When BMI Needs More Context

Standard adult categories are not designed for children or teenagers, who are assessed with age- and sex-specific percentiles. BMI also needs cautious interpretation during pregnancy, in very muscular people, and when illness, edema, amputation, or age-related muscle loss changes the relationship between weight and body composition.

For a broader picture, pair BMI with waist circumference or waist-to-height ratio and discuss unexpected weight change or health concerns with a qualified clinician.

What To Do After The BMI Number

If your goal is quick screening, the BMI category may be enough. If the result conflicts with your body composition, waist size, training status, or health history, use it as a prompt to add another measure rather than as a final conclusion.

Frequently Asked Questions

What formula does this BMI calculator use?

For metric units, BMI = weight(kg) / height(m)^2. For imperial units, BMI = weight(lbs) x 703 / height(in)^2.

Can I use this as a metric BMI calculator?

Yes. Choose the metric tab, enter weight in kilograms and height in centimeters, and the calculator converts height to meters before applying the standard BMI equation.

What is the metric BMI formula?

The metric BMI formula is BMI = weight in kilograms divided by height in meters squared. A height entered in centimeters is first converted to meters.

Can I use this as an imperial BMI calculator?

Yes. Choose the imperial tab, enter weight in pounds and height in feet and inches, and the calculator uses the standard pounds-and-inches BMI equation with the 703 conversion factor.

What is the imperial BMI formula?

The imperial BMI formula is BMI = weight in pounds x 703 divided by height in inches squared. Feet and inches are converted to total inches before the equation is applied.

What is considered a healthy BMI range?

For many adults, BMI below 18.5 is categorized as underweight, 18.5 to 24.9 as normal weight, 25 to 29.9 as overweight, and 30 or higher as obesity.

Can BMI be inaccurate for athletes?

Yes.

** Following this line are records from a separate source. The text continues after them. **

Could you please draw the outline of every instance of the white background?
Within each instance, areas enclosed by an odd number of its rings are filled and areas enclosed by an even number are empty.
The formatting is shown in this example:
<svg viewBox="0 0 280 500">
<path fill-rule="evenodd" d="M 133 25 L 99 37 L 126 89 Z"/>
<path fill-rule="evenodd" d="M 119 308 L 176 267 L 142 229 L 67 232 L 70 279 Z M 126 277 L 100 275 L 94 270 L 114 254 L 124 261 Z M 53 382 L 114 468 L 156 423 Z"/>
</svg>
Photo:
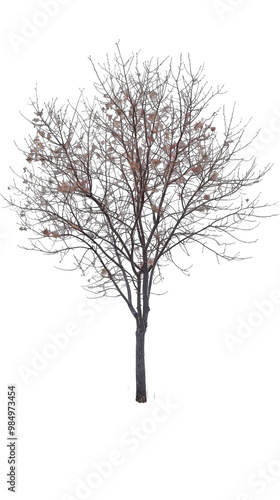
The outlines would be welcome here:
<svg viewBox="0 0 280 500">
<path fill-rule="evenodd" d="M 2 7 L 2 191 L 12 182 L 9 166 L 24 165 L 13 141 L 24 146 L 19 111 L 28 114 L 36 83 L 42 100 L 73 100 L 79 88 L 91 92 L 87 57 L 104 62 L 120 39 L 127 58 L 141 49 L 144 60 L 190 53 L 194 66 L 205 62 L 209 82 L 226 86 L 227 108 L 236 101 L 237 116 L 252 116 L 252 132 L 265 129 L 255 143 L 258 164 L 274 167 L 260 189 L 264 201 L 280 199 L 276 1 L 70 0 L 49 2 L 56 12 L 42 18 L 45 4 L 15 0 Z M 26 23 L 34 29 L 29 38 Z M 15 42 L 16 36 L 23 38 Z M 168 293 L 152 299 L 146 335 L 145 405 L 135 402 L 135 325 L 124 302 L 115 299 L 97 311 L 79 273 L 59 271 L 55 257 L 18 248 L 26 233 L 17 222 L 14 212 L 1 209 L 0 497 L 11 495 L 6 390 L 16 383 L 20 500 L 278 499 L 280 304 L 271 297 L 280 293 L 279 218 L 263 219 L 257 243 L 237 248 L 250 260 L 218 265 L 194 247 L 186 258 L 190 277 L 166 268 Z M 263 301 L 270 301 L 266 316 L 256 314 Z M 237 338 L 248 321 L 255 323 L 247 326 L 248 338 L 239 336 L 230 351 L 227 335 Z M 70 322 L 79 334 L 25 383 L 19 367 L 31 368 L 50 333 Z M 166 399 L 174 409 L 162 409 L 165 421 L 156 422 L 157 400 Z M 143 436 L 135 438 L 135 451 L 123 442 L 133 427 Z M 92 462 L 108 460 L 114 450 L 122 465 L 82 496 L 77 485 L 96 473 Z"/>
</svg>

BMI does not separate muscle from fat, so muscular athletes can score high even when body fat is low. Pair BMI with waist or body fat tools for better context.

Is BMI different for children or teenagers?

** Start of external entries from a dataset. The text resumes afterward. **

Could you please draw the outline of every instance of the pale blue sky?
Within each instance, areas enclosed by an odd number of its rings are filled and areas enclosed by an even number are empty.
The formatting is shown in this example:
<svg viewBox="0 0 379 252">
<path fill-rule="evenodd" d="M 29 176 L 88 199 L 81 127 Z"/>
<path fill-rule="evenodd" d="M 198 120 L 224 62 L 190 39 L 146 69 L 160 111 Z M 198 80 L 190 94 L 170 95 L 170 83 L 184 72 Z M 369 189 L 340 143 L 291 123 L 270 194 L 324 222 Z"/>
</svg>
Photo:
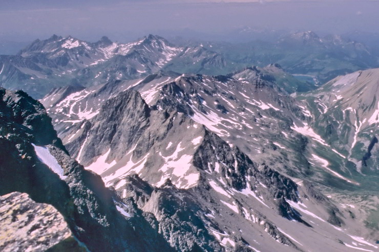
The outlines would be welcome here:
<svg viewBox="0 0 379 252">
<path fill-rule="evenodd" d="M 1 0 L 0 37 L 33 39 L 56 34 L 94 40 L 105 35 L 128 40 L 162 31 L 220 33 L 244 26 L 379 32 L 377 0 L 237 2 L 251 1 Z"/>
</svg>

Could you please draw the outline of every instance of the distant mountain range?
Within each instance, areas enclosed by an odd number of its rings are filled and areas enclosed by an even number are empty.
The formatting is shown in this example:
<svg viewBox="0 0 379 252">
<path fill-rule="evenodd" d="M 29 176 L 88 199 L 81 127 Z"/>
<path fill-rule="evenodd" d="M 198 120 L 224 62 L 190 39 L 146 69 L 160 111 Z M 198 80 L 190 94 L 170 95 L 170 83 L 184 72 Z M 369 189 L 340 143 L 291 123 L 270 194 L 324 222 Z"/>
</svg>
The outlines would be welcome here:
<svg viewBox="0 0 379 252">
<path fill-rule="evenodd" d="M 314 89 L 338 75 L 379 66 L 378 55 L 363 44 L 312 32 L 291 34 L 276 42 L 196 42 L 180 46 L 149 35 L 135 42 L 106 37 L 90 43 L 54 35 L 36 40 L 16 55 L 0 56 L 0 84 L 41 98 L 53 87 L 92 86 L 130 80 L 163 70 L 180 74 L 226 75 L 252 65 L 280 64 L 302 82 L 297 91 Z"/>
<path fill-rule="evenodd" d="M 1 56 L 2 85 L 41 99 L 0 88 L 0 249 L 378 251 L 379 68 L 353 72 L 375 56 L 307 32 L 252 66 L 252 44 Z"/>
</svg>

Yes. Children and teenagers are usually evaluated with age- and sex-specific BMI percentiles rather than the standard adult BMI categories shown here.

Does this BMI calculator store my height or weight?

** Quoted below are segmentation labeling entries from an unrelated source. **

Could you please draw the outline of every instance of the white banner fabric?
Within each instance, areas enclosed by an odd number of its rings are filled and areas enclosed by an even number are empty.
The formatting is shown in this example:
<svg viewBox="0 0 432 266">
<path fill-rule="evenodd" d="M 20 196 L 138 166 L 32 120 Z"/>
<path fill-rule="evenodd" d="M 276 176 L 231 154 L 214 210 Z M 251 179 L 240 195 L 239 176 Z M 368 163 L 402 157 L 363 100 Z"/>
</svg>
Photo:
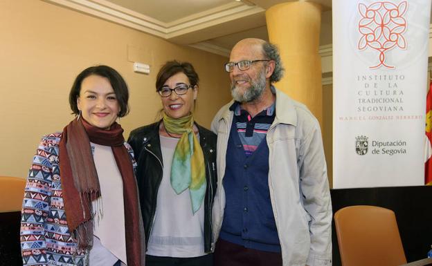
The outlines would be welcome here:
<svg viewBox="0 0 432 266">
<path fill-rule="evenodd" d="M 333 0 L 333 187 L 424 184 L 431 0 Z"/>
</svg>

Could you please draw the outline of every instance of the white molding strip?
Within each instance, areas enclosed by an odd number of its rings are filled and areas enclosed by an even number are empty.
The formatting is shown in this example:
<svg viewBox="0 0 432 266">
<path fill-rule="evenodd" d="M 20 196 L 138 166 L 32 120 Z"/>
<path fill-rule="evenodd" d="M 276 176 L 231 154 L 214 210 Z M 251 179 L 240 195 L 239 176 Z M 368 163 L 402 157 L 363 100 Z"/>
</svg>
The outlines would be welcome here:
<svg viewBox="0 0 432 266">
<path fill-rule="evenodd" d="M 256 6 L 233 1 L 170 23 L 164 23 L 106 0 L 42 1 L 89 14 L 165 39 L 265 11 L 264 9 Z M 190 44 L 189 46 L 226 57 L 229 57 L 229 50 L 206 41 Z M 321 56 L 323 73 L 332 72 L 332 44 L 319 47 L 318 53 Z M 429 57 L 432 57 L 432 24 L 429 26 Z M 428 69 L 432 70 L 431 63 L 428 66 Z M 322 83 L 323 85 L 331 84 L 333 83 L 333 79 L 331 77 L 323 78 Z"/>
<path fill-rule="evenodd" d="M 333 77 L 322 77 L 321 78 L 321 84 L 322 85 L 329 85 L 333 84 Z"/>
<path fill-rule="evenodd" d="M 43 1 L 100 17 L 165 39 L 265 11 L 256 6 L 250 6 L 235 1 L 170 23 L 164 23 L 106 0 Z"/>
<path fill-rule="evenodd" d="M 189 46 L 195 48 L 197 49 L 203 50 L 206 52 L 212 53 L 216 55 L 222 55 L 227 58 L 229 57 L 229 54 L 231 53 L 231 50 L 229 49 L 226 49 L 206 41 L 190 44 Z"/>
</svg>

No. The calculation runs in your browser. ToolsQuark does not require an account and this page does not send your BMI inputs to a server.

What should I check after BMI?

If BMI is only a rough screen for you, compare it with waist-to-height ratio, body-fat estimate, or a calorie-planning tool depending on whether your next question is body distribution, composition, or daily energy.

Why does this page explain BMI limitations?

BMI is often searched as if it gives a complete health answer, but it is only a height-to-weight screening ratio. The page explains its limits so the result is easier to interpret responsibly.

Why do metric BMI and imperial BMI sometimes differ slightly?

They use the same underlying ratio after unit conversion. Small differences usually come from rounding height or weight before converting between centimeters, meters, inches, pounds, and kilograms.